Du Sang, des larmes et des Pixels
Les habitués de lecture anglophone, et notamment d’un site les plus connus à savoir Kotaku, connaissent sûrement le nom de Jason Schreier, puisqu’il y rédige de nombreuses news. Son lien privilégié avec de grands noms de l’industrie lui a inspiré un livre racontant les success stories improbables, celles que soit personnes ne voyaient réussir, soit celles qui étaient si mal enclenchées que leur happy ending tient du miracle. Uncharted 4, Diablo III, Dragon Age Inquisition ou encore Stardew Valley, l’auteur raconte, témoignages intégrés à l’appui, les difficultés rencontrées au cours du développement de ces titres, pour certains modestes, pour d’autres coûtant des dizaines ou des millions d’euros à leur éditeur. Et surtout pas de jugement, ou en tout cas de manière si léger qu’il n’entrave en rien la lecture, comme le récit des cinq années de gestation de Stardew Valley durant lesquels Eric Barone, son créateur, minimisait le temps de développement restant aux yeux de ses proches, enfoncé dans son culte de la perfection, ses dépressions et son isolement de créateur solo. Ou encore quand Uncharted 4 a obligé ses équipes à pratiquer la malheureusement bien connue période de crunch pendant des semaines pour espérer sortir le jeu tant attendu, jeu par ailleurs énormément retouché.

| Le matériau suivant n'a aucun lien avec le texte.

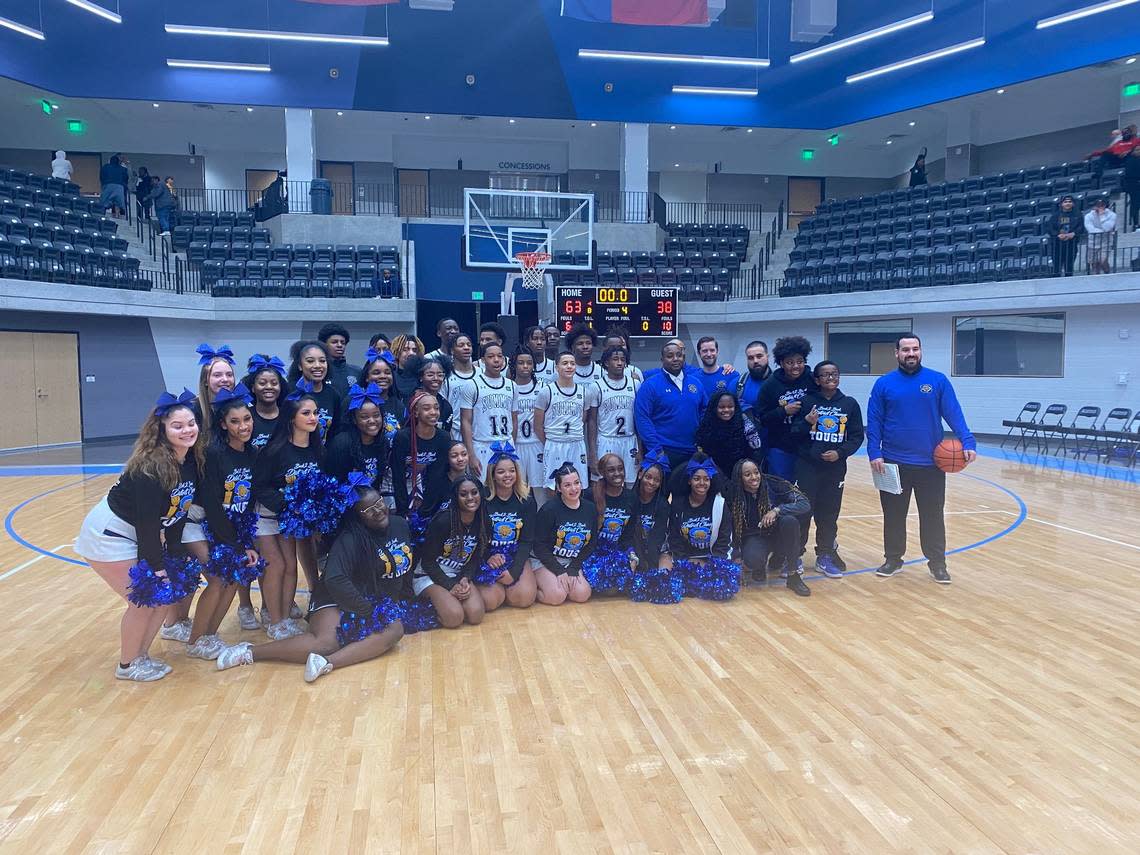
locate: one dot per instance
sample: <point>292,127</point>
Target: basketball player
<point>561,410</point>
<point>487,409</point>
<point>904,421</point>
<point>611,426</point>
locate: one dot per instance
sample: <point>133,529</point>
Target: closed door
<point>804,196</point>
<point>42,397</point>
<point>413,193</point>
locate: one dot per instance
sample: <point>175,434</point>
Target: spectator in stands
<point>1100,224</point>
<point>341,375</point>
<point>165,203</point>
<point>918,171</point>
<point>60,167</point>
<point>1132,187</point>
<point>143,189</point>
<point>1065,227</point>
<point>113,180</point>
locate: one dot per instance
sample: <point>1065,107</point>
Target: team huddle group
<point>425,489</point>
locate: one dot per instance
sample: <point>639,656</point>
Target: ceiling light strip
<point>22,29</point>
<point>1083,13</point>
<point>878,32</point>
<point>917,59</point>
<point>96,9</point>
<point>375,41</point>
<point>201,64</point>
<point>742,62</point>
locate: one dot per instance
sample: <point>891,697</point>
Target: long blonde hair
<point>153,455</point>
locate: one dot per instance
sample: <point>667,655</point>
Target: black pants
<point>928,483</point>
<point>781,539</point>
<point>823,485</point>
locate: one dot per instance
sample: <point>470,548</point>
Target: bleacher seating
<point>984,228</point>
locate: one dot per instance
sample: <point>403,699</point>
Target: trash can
<point>320,193</point>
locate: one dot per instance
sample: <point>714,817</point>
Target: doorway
<point>804,196</point>
<point>43,406</point>
<point>343,180</point>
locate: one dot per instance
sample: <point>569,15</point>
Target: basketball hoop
<point>534,268</point>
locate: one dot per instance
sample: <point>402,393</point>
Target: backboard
<point>499,224</point>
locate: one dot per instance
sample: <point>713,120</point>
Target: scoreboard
<point>649,311</point>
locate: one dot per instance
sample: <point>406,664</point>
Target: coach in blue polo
<point>668,407</point>
<point>904,421</point>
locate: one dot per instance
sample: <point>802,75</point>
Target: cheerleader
<point>486,409</point>
<point>266,381</point>
<point>452,553</point>
<point>765,521</point>
<point>611,423</point>
<point>310,364</point>
<point>132,538</point>
<point>355,612</point>
<point>506,575</point>
<point>420,463</point>
<point>526,390</point>
<point>294,450</point>
<point>700,534</point>
<point>231,521</point>
<point>361,446</point>
<point>561,412</point>
<point>654,580</point>
<point>566,529</point>
<point>609,569</point>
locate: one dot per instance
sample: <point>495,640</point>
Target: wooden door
<point>17,424</point>
<point>56,366</point>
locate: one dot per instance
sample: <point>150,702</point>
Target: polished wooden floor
<point>1000,714</point>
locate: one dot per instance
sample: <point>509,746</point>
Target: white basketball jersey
<point>491,402</point>
<point>524,398</point>
<point>616,407</point>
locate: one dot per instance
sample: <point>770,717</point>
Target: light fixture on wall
<point>1083,13</point>
<point>741,62</point>
<point>114,17</point>
<point>363,41</point>
<point>918,59</point>
<point>877,33</point>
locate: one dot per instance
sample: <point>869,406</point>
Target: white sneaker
<point>139,670</point>
<point>179,632</point>
<point>241,653</point>
<point>246,619</point>
<point>316,666</point>
<point>206,646</point>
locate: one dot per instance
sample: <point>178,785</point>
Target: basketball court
<point>995,715</point>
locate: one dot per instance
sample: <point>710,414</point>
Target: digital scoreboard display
<point>642,311</point>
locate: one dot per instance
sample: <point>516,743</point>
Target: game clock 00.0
<point>650,311</point>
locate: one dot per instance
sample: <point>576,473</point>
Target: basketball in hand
<point>950,456</point>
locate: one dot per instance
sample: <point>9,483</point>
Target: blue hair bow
<point>260,361</point>
<point>656,457</point>
<point>384,355</point>
<point>208,353</point>
<point>303,388</point>
<point>168,401</point>
<point>239,393</point>
<point>502,452</point>
<point>707,465</point>
<point>358,397</point>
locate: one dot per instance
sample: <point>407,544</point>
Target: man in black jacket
<point>831,426</point>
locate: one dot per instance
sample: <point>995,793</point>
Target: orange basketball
<point>950,456</point>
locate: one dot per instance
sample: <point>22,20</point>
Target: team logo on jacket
<point>570,539</point>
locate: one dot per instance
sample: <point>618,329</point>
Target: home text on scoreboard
<point>649,311</point>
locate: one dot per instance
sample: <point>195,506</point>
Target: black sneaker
<point>889,568</point>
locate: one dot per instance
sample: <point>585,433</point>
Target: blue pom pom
<point>315,502</point>
<point>608,570</point>
<point>710,579</point>
<point>659,586</point>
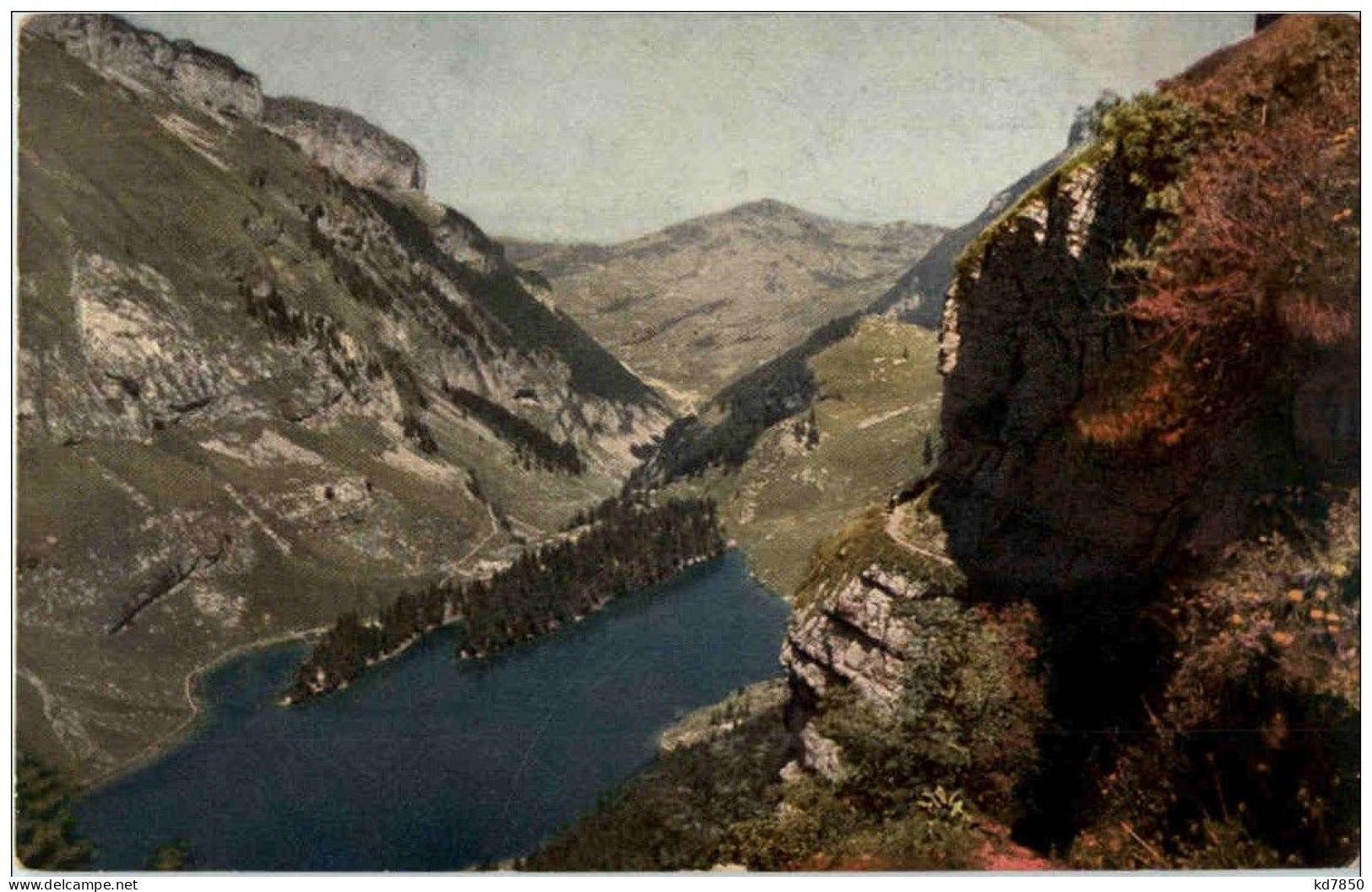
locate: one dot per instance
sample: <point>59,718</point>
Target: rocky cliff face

L’Histoire de Rare vol.1 & 2
Le studio britannique resté longtemps dans le giron de Nintendo est connu de tous, mais est-ce que nous connaissons réellement son histoire ? Pas certain, et probablement pas ses débuts au début des années 80. Ainsi, Régis Monterrin revient sur cette incroyable épopée et surtout sur l’ambiance hors norme du studio. Quand beaucoup d’ouvrages auraient opté pour le récit des faits, ceux-ci choisissent de le faire au travers des extraits d’interviews, publiées ou réalisées pour l’occasion. En résulte une histoire beaucoup plus authentique, jalonnée de myriades d’anecdotes. Les esquives de poulets sur le parking, la visite des OVNIS (!) vécues par une partie des membres du studio, les repas mitonnés par la maman des frères Stamper (les deux fondateurs de Rare) ne sont qu’une infime partie de ce que les deux bouquins nous révèlent. Ils détaillent l’excellente ambiance qui embaumait les locaux, mais n’oublient pas de tempérer l’ensemble en n’occultant pas les crunches et les mises à l’écart. En s’appuyant sur les témoignages d’importants salariés du studio dans les années 90 et 2000, que ce soit Kevin Bayliss (Battletoads, Killer Instinct), Grant Kirkhope (Banjo-Kazooie, Goldeneye 007), Gary Richards (Battletoads, Diddy Kong Racing) ou encore Eveline Novakovic (Donkey Kong Country 1-2-3), l’auteur brosse un tableau plutôt complet du studio, de 1983 à 1996 puis de 1997 à 2007. Et si le premier volume parcourt davantage d’années, le second compte 70 pages de plus. Malgré leur poids, ces deux beaux bébés se lisent rapidement et de manière étonnamment fluide. Saluons le remarquable travail de Régis Monterrin, qui, au-delà des interviews et des recherches, a réussi à rassembler l’ensemble pour en faire un récit cohérent. Il y a bien de petits paragraphes où notre homme y va un peu trop en avis personnel et en termes enthousiastes, qui trahissent une passion certaine, certes, mais qui, finalement, n’apportent rien. Mais difficile de lui en vouloir. Dans tous les cas, le récit est passionnant et finit d’asseoir la légende de Rare. Les années post rachat par Microsoft semblent un peu moins détaillées – il n’est pas toujours simple de démêler le vrai du faux, le souvenir de la réalité, dans le doute, l’auteur s’est abstenu, sage décision – ces deux livres permettent de revenir sur des classiques de Rare et surtout de mieux comprendre le contexte de sorties de certaines productions, telles que Grabbed by the Ghoulies ou Perfect Dark Zero.